Elsewhere, I have a function that validates an input with a collection of ValidationRules:

static func validate<R: ValidationRule>(input i: R.InputType, rules rs: [R]) -> ValidationResult {
    let errors = rs.filter { !$0.validateInput(i) }.map { $0.failureMessage }
    return errors.isEmpty ? .Valid : .Invalid(errors)
}

I thought this was going to work but the compiler disagrees.

In the following example, even though the input is a String, rule1's InputType is a String, and rule2s InputType is a String...

func testThatItCanEvaluateMultipleRules() {

    let rule1 = ValidationRuleCondition<String>(failureMessage: "message1") { $0.characters.count > 0 }
    let rule2 = ValidationRuleLength(min: 1, failureMessage: "message2")

    let invalid = Validator.validate(input: "", rules: [rule1, rule2])
    XCTAssertEqual(invalid, .Invalid(["message1", "message2"]))

}

... I'm getting extremely helpful error message:

_ is not convertible to ValidationRuleLength

which is cryptic but suggests that the types should be exactly equal?

So my question is... how do I append different types that all conform to a protocol with an associated type into a collection?
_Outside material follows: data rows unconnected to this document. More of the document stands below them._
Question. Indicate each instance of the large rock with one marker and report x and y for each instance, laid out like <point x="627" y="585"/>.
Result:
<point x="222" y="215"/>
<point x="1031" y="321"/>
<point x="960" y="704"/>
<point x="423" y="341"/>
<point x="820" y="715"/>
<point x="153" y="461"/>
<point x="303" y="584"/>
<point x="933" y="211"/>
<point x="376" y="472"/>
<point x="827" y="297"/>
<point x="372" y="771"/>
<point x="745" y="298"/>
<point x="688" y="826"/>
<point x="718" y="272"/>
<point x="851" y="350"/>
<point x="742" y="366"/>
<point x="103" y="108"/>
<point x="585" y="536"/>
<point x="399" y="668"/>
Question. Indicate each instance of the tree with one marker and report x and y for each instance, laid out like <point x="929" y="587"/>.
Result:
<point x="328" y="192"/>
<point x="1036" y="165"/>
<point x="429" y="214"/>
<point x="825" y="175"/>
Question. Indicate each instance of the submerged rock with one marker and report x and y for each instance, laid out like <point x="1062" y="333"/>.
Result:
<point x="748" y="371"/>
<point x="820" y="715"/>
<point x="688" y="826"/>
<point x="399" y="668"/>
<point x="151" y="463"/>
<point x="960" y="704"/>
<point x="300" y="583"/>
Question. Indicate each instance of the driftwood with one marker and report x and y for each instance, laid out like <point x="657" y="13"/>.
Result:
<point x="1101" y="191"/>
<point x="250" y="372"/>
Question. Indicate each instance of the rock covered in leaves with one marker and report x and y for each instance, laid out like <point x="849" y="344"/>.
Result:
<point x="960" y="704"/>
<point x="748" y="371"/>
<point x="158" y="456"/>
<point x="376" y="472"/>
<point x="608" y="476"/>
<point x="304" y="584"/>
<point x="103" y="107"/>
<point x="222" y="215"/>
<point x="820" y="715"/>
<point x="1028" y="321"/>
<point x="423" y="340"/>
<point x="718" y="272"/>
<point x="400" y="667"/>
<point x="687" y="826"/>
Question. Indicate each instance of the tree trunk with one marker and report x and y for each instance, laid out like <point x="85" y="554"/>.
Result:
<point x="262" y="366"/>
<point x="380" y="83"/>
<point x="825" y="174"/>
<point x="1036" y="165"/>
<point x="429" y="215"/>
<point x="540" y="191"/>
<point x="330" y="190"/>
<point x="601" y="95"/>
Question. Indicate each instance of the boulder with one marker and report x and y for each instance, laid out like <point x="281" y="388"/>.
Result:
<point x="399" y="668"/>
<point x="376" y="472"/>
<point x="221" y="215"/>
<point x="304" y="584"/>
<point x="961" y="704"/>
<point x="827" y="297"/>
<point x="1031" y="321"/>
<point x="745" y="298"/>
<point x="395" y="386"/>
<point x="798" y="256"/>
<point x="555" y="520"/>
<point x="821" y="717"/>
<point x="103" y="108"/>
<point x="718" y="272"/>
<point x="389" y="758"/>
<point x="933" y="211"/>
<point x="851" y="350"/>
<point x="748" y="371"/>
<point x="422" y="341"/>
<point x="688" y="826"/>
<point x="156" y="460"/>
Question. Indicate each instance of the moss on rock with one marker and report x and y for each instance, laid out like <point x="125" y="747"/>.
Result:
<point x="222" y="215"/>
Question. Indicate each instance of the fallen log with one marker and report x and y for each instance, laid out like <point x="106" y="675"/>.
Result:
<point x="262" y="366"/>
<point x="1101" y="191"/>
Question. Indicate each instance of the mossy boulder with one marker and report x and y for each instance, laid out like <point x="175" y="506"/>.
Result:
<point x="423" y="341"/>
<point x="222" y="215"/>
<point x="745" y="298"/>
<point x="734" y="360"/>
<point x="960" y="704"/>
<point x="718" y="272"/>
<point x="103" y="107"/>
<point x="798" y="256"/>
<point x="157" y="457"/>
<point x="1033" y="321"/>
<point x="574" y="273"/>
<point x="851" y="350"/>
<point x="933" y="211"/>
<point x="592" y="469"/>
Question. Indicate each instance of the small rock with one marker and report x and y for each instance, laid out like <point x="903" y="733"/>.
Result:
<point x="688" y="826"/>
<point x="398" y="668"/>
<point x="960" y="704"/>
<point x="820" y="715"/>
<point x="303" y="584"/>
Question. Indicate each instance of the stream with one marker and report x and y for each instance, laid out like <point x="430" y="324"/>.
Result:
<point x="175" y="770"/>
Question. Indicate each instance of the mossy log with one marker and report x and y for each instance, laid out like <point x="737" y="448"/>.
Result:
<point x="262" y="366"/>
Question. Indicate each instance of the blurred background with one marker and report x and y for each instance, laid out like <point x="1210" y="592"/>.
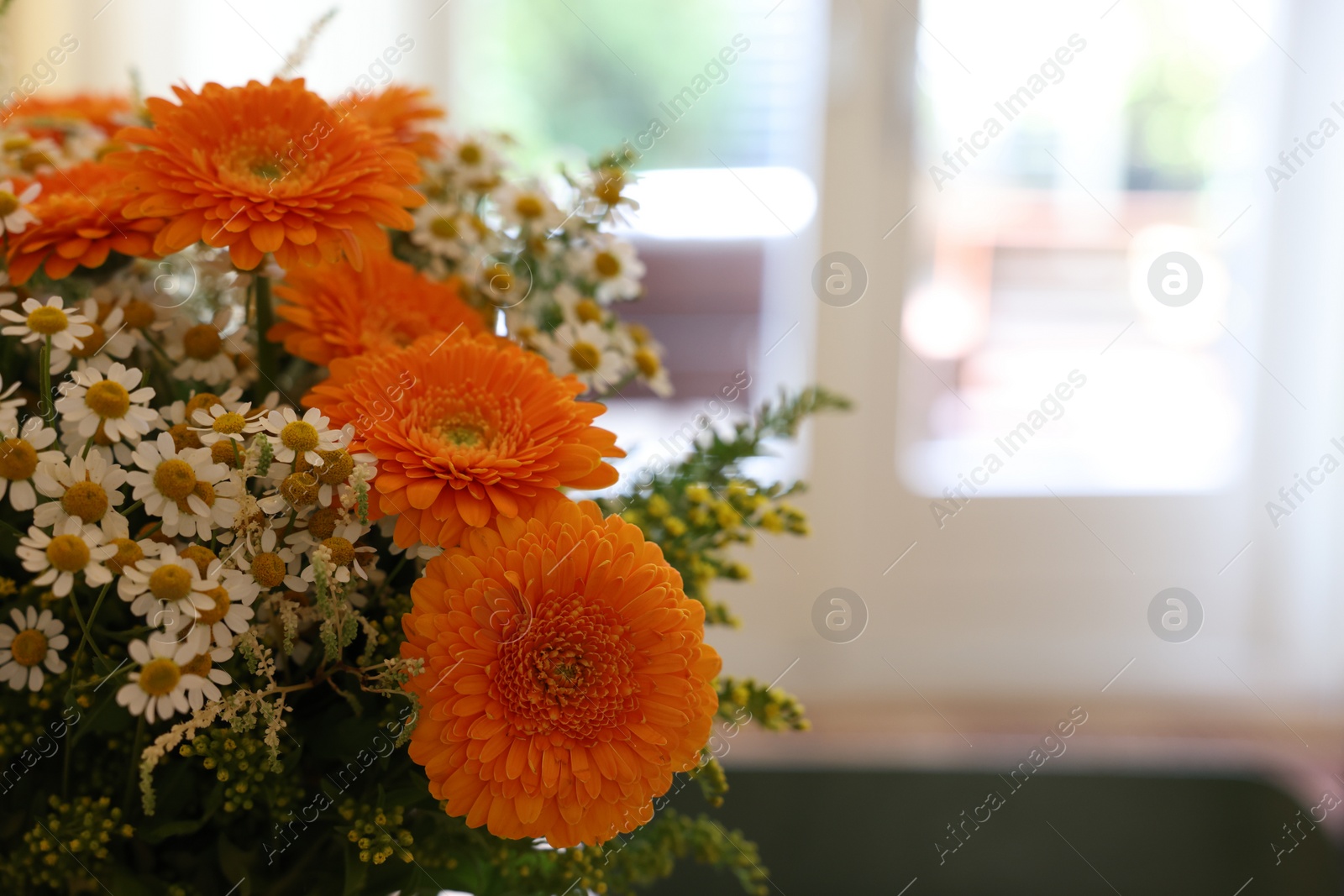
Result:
<point x="1077" y="264"/>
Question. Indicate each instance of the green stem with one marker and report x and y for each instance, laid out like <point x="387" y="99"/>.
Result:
<point x="84" y="626"/>
<point x="47" y="407"/>
<point x="265" y="348"/>
<point x="93" y="617"/>
<point x="134" y="766"/>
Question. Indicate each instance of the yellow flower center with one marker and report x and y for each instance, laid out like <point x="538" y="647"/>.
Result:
<point x="85" y="500"/>
<point x="170" y="582"/>
<point x="159" y="678"/>
<point x="647" y="362"/>
<point x="202" y="342"/>
<point x="585" y="356"/>
<point x="300" y="490"/>
<point x="225" y="452"/>
<point x="217" y="613"/>
<point x="198" y="665"/>
<point x="175" y="479"/>
<point x="588" y="311"/>
<point x="228" y="423"/>
<point x="203" y="490"/>
<point x="128" y="553"/>
<point x="336" y="466"/>
<point x="47" y="320"/>
<point x="470" y="155"/>
<point x="268" y="570"/>
<point x="199" y="553"/>
<point x="443" y="228"/>
<point x="29" y="647"/>
<point x="343" y="553"/>
<point x="299" y="437"/>
<point x="108" y="399"/>
<point x="139" y="315"/>
<point x="528" y="206"/>
<point x="67" y="553"/>
<point x="18" y="459"/>
<point x="92" y="343"/>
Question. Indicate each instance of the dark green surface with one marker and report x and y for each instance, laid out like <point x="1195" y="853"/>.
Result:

Unsure how to achieve what I'm attempting, or if it's even possible?

EDIT

Here's it is without context:

protocol Foo {
    typealias FooType
    func doSomething(thing: FooType)
}

class Bar<T>: Foo {
    typealias FooType = T
    func doSomething(thing: T) {
        print(thing)
    }
}

class Baz: Foo {
    typealias FooType = String
    func doSomething(thing: String) {
        print(thing)
    }
}

func doSomethingWithFoos<F: Foo>(thing: [F]) {
    print(thing)
}

let bar = Bar<String>()
let baz = Baz()
let foos: [Foo] = [bar, baz]

doSomethingWithFoos(foos)

Here we get:

Protocol Foo can only be used as a generic constraint because it has Self or associated type requirements.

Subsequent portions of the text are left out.